Scientists Discover Mosquitoes Repelled By Skrillex

Put away the bug spray this summer and crank up the Skrillex.

Researchers have discovered that the DJ’s 2010 breakout single “Scary Monsters and Nice Sprites” doubles as mosquito repellant.

According to medical journal Acta Tropica, the study looked at the effects of the track “on foraging, host attack, and sexual activities” of the biting insects.

"Females exposed to music attacked hosts much later than their non-exposed peers,” it reads. "The occurrence of blood feeding activity was lower when music was being played.”

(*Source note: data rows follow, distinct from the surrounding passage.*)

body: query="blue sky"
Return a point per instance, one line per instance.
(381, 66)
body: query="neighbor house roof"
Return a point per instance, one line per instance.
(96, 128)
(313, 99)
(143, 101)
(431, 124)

The study also found that yellow fever mosquitoes exposed to Skrillex on repeat for 10 minutes “copulated far less often” than those kept in an environment without music. Researchers believe “Scary Monsters and Nice Sprites” confuse the insects, who need to  synchronize wing beats to attract mates.

“In addition to providing insight into the auditory sensitivity of [mosquitoes] to sound, our results indicated the vulnerability of its key vectorial capacity traits to electronic music,” it reads.

“The observation that such music can delay host attack, reduce blood feeding, and disrupt mating provides new avenues for the development of music-based personal protective and control measures against [mosquito]-borne diseases.”

In other words, in places where Zika and dengue fever are real threats, people could be saying: "A DJ saved my life."